How does __call__ actually work?

Python's magic method

__call__
is called whenever you attempt to call an object.
Cls()()
is thus equal to
Cls.__call__(Cls())
.

Functions are first class objects in Python, meaning they're just callable objects (using
__call__
). However,
__call__
itself is a function, thus it too has
__call__
, which again has its own
__call__
, which again has its own
__call__
.

So
Cls.__call__(Cls())
is thus equal to
Cls.__call__.__call__(Cls())
and again equilevant to
Cls.__call__.__call__.__call__(Cls())
and so on and so forth.

How does this infinite loop end? How does
__call__
actually execute the code?

Answer

Under the hood, all calls in Python use the same mechanism, and almost all arrive at the same C function in the CPython implementation. Whether an object is an instance of a class with a __call__ method, a function (itself an object), or a builtin object, all calls (except for optimized special cases) arrive at the function PyObject_Call. That C function gets the object's type from the ob_type field of the object's PyObject struct, and then from the type (another PyObject struct) gets the tp_call field, which is a function pointer. If tp_call is not NULL, it calls through that, with the args and kwargs structures that were also passed to PyObject_Call.

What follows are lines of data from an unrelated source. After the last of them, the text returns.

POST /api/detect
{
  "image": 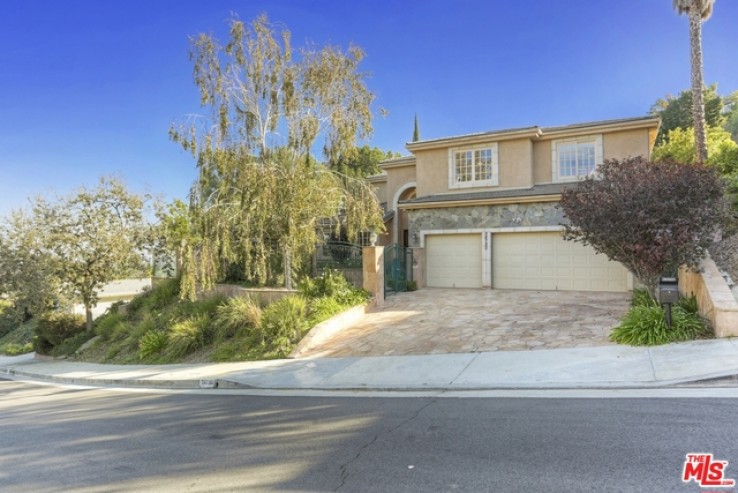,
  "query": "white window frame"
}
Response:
[448,142,500,188]
[551,134,603,182]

When a class defines a __call__ method, that sets up the tp_call field appropriately.

Here's an article explaining all of this in detail: Python internals: How callables work. It even lists and explains the entire PyObject_Call function, which isn't very big. If you want to see that function in its native habitat, it's in Objects/abstract.c in the CPython repo.

Also relevant is this stackoverflow Q&A: What is a "callable" in Python?.